Researchers develop AI solution to monitor animal behaviour
The machine learning algorithm is being used by researchers studying chimpanzees in the wild in Uganda.
Keystone / Hugh Kinsella Cunningham
A Switzerland-based research team has developed a new method to track and analyse animal behaviour using Artificial Intelligence. The technology is currently being tested at the Zurich Zoo.
Can a machine sense when an animal is happy, curious, or afraid? Researchers studying animal behaviour typically rely on hours of video footage, meticulously observing and documenting animal movements and interactions. A team at the Federal Institute of Technology Zurich (ETH) and the University of Zurich have now come up with an automated way to analyse these recordings.
The image-analysis algorithm they developed uses computer vision and machine learning to distinguish individual animals and identify specific behaviours.
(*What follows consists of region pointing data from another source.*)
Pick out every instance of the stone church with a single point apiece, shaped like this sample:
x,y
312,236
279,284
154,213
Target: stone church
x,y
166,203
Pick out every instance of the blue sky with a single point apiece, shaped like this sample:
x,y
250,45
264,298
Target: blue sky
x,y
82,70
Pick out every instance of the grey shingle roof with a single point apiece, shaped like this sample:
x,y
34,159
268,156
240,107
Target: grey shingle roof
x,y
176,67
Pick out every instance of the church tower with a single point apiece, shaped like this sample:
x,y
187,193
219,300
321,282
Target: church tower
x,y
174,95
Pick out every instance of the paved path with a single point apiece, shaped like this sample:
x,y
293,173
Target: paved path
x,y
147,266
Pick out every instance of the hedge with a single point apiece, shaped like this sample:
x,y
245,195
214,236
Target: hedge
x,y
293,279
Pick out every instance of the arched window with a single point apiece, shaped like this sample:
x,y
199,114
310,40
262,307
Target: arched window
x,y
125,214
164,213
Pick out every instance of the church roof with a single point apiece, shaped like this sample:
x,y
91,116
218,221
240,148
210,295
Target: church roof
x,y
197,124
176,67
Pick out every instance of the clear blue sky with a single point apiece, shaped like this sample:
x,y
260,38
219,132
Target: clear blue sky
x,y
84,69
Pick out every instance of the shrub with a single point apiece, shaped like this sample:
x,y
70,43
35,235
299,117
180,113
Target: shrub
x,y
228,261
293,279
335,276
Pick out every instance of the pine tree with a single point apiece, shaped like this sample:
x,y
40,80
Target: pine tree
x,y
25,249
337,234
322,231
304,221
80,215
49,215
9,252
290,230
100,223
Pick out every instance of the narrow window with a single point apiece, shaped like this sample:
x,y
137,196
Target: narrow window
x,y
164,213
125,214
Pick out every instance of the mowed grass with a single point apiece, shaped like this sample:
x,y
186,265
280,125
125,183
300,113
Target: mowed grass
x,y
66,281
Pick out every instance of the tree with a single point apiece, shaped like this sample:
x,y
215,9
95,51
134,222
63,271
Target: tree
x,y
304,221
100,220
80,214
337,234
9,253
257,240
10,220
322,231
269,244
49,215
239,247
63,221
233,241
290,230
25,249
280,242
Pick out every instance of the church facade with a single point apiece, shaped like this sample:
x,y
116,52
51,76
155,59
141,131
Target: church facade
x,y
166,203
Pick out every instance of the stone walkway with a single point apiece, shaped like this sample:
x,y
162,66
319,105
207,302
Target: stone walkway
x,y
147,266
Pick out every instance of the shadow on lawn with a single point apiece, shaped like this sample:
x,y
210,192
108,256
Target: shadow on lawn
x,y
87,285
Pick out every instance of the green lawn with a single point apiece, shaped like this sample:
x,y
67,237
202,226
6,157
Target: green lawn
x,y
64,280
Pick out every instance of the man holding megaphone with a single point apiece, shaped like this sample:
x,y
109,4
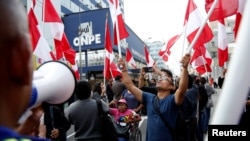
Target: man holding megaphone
x,y
16,82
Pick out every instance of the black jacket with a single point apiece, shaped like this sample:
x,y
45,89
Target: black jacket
x,y
57,121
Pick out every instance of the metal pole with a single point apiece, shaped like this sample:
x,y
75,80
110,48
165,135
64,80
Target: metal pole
x,y
80,51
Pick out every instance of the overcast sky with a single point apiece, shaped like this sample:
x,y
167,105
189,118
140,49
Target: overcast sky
x,y
159,20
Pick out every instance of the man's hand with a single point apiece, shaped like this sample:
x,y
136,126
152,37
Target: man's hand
x,y
54,133
31,125
185,60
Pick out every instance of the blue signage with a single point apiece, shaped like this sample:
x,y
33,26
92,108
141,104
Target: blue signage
x,y
87,29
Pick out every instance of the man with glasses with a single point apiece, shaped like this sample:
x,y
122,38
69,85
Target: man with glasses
x,y
169,104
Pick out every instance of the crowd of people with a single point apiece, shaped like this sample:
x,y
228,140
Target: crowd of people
x,y
124,98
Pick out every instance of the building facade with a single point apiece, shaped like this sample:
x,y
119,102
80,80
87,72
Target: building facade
x,y
89,16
This includes behaviours that signal curiosity, fear, or harmonious social interactions with other members of their species.
The algorithm is highly sensitive, enabling it to identify subtle behavioural changes that develop very gradually over long periods of time. “Those are the kinds of changes that are often tricky to spot with the human eye,” said Markus Marks, a postdoc researcher at ETH and lead author of a study applying the technology in primates and mice. The results of the study were published in Nature Machine IntelligenceExternal link in April.
The method is expected to cut down on the time spent watching video footage and make it easier to compare results because researchers using the algorithm would rely on the same standard. The researchers have made the algorithm available on a public platform so that other researchers can use it. It’s already being tested by the Zurich Zoo, which is using it for animal husbandry and behavioural research. Researchers are also using it to study chimpanzees in the wild in Uganda.
While there are other machine-learning algorithms to track animal behaviour, Marks says that this technology is unique in the way it captures “social behaviour in complex settings”. In addition to enhancing basic understanding of animal behaviour, the tool can help improve animal welfare by detecting abnormal behaviours early on that could be signs of disease onset or danger.